Supply chain fears as British Steel enters insolvency

British Steel is to be placed into insolvency after failing to stabilise the business.

The UK’s second largest steel firm sought a £75 million loan from the government earlier this month, but talks reportedly “broke down” between British Steel owner Greybull and the government.

The demise of the business would directly affect 5,000 jobs in the UK and is thought to endanger a further 20,000 in the supply chain. 

The BBC reports that one of British Steel’s biggest customers is Network Rail, indicating implications for the rail industry.

British Steel was founded when Greybull Capital bought the Long Products Europe business of Tata Steel in 2016, reviving the British Steel name after privatisation in 1988. Ironically, after bringing back the pre-privatisation name, more calls for nationalisation of the business have been made, particularly in recent days, including from Labour and the GMB Union. Tim Roache, GMB General Secretary, said: “This is devastating news for the thousands of workers in Scunthorpe and across the UK.

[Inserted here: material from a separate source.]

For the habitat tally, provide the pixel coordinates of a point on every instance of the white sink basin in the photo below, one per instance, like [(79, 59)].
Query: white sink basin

“Consecutive UK governments have failed to protect our proud steel heritage, and now this Prime Minister is overseeing its demise. Ministers should have been ready to make use of all the options – including nationalisation – in order to save British Steel but they either don’t care or wouldn’t take off their ideological blinkers to save hard working people and communities. 

“GMB demands urgent reassurances on what the future holds for the thousands of British steel workers and their families.”

The weak pound, following 2016’s EU vote, has seen the firm struggle. The US-China trade war is also said to be taking its toll on British Steel and Brexit uncertainty has also said to have had an effect. 

Gerald Reichmann become the new British Steel CEO in April.